「復讐」は日本の法律において認められていない。そのため、どれほど他人から嫌がらせを受けても、理不尽な目に遭っても、涙をのんで我慢している人が現実である。
しかしそのようなイライラした気持ちを晴らすべく、ドラマではあの手この手を使って恨むべき相手に復讐を果たす話もある。特にバブル崩壊後の90年代は、社会の閉塞感を打ち破るような過激な復讐劇も展開され、見ることで溜飲が下がった人も多かっただろう。
今、見返してみると「それはやりすぎでは……」と思える復讐劇も多かった90年代のドラマ。ここではそんなドラマで展開された「驚くべき復讐方法」を紹介したい。
※本記事には各作品の内容を含みます
■土下座させたあげく自分の足を舐めさせる『もう誰も愛さない』山口智子
1991年に放送された『もう誰も愛さない』は、愛憎劇と復讐劇が絡み合うサスペンスドラマだ。

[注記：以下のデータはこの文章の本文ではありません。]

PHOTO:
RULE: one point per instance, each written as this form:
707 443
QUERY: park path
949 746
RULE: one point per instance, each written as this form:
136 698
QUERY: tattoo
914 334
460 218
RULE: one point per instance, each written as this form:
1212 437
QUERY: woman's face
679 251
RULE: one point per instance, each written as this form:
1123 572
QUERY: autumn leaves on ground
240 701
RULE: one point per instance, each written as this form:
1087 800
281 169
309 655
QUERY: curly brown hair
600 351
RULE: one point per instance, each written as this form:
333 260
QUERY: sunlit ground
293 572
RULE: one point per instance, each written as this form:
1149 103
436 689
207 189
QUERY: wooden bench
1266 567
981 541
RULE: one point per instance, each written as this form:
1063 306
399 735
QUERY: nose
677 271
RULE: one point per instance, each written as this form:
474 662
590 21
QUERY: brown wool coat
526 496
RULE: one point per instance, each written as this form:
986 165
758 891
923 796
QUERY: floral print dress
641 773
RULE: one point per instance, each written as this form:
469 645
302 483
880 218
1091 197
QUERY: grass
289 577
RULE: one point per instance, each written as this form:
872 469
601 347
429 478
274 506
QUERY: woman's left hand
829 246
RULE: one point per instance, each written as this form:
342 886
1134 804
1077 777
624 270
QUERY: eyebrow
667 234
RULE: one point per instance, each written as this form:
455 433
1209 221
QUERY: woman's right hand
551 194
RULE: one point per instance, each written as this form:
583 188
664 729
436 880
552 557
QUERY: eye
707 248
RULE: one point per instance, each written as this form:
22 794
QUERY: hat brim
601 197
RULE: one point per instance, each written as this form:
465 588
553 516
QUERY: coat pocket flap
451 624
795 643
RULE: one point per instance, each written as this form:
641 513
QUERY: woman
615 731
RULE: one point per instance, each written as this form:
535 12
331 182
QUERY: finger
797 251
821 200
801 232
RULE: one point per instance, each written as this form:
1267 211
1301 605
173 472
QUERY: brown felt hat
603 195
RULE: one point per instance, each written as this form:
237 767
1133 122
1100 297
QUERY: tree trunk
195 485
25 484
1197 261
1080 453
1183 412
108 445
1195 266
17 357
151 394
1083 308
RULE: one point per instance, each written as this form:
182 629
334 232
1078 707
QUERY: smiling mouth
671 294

本作の主人公は金に執着した沢村卓也(吉田栄作さん)で、彼に対し壮絶な復讐を遂げていくのが田代美幸(山口智子さん)である。
美幸は真面目な銀行員だったが、沢村と宮本小百合(田中美奈子さん)の策略により、男たちに暴行され、恋人との婚約も破棄となり、あげく横領罪で逮捕されてしまう。その首謀者が沢村たちだと知った美幸は復讐の鬼となり、沢村に復讐をしていくのだ。
出所後の美幸は実業家・王小龍(伊武雅刀さん)と組み、冷酷な手腕で沢村を追い詰めていく。たとえば彼が働く観葉植物事業を買い占め、沢村を実質クビにして仕事を奪う。さらに、沢村は途中で刺されて半身不随になるのだが、美幸はそんな彼を引取り監禁状態にし、自分の支配下に置いてじわじわと嫌がらせをし続ける。
なかでも視聴者に衝撃を与えたのが「死にたくないってひざまずきなさい」と沢村に命令して土下座をさせ、ストッキングを履いた自分の足を舐めさせるシーンだろう。沢村が美幸にこれまで与えてきた苦痛を思えば、美幸の復讐心は理解できる。だがその行為は倫理的な一線を越えており、見る者に強い戦慄を与えたのは間違いない。
■愛する息子を奪った教師へ激しい暴行で復讐『人間・失格ー たとえばぼくが死んだらー』赤井英和
1994年7月からTBS系列で放送された『人間・失格ーたとえばぼくが死んだらー』は、愛する息子を失った父親が、息子を死に追い詰めた人間へ激しい復讐をするドラマだ。
主人公・大場衛(赤井英和さん)の息子・誠(堂本剛さん)は名門中学に編入後、凄惨ないじめに遭い、自ら命を絶ってしまう。誠を死に追いやったのは同級生だけでなく、体育教師・宮崎(斎藤洋介さん)の激しい体罰も要因であった。
真相を知った衛は、宮崎をプールの中で追い詰め、ラーメンの出前で使う“おかもち”の箱を振りかざして暴行し、さらに宮崎の頭をプールに何度も沈める。
「やめてくれ!」と懇願する宮崎に対し「俺の息子もそう言ったはずや!」「やめてくれと頼んだはずや!」と叫びながら、何度も宮崎の頭をプールに沈めるのだ。もともとプロボクサーである赤井さんの演技は鬼気迫るものがあり、相手をノックダウンするような激しい復讐方法は見ていて鳥肌が立った。
結局宮崎はこの暴行が原因で命を落とす。息子の復讐を遂げ、本懐を果たしたはずの衛だが、夜になると自身の犯した行為が脳裏をよぎり、激しい苦悶に苛まれ続けるのである。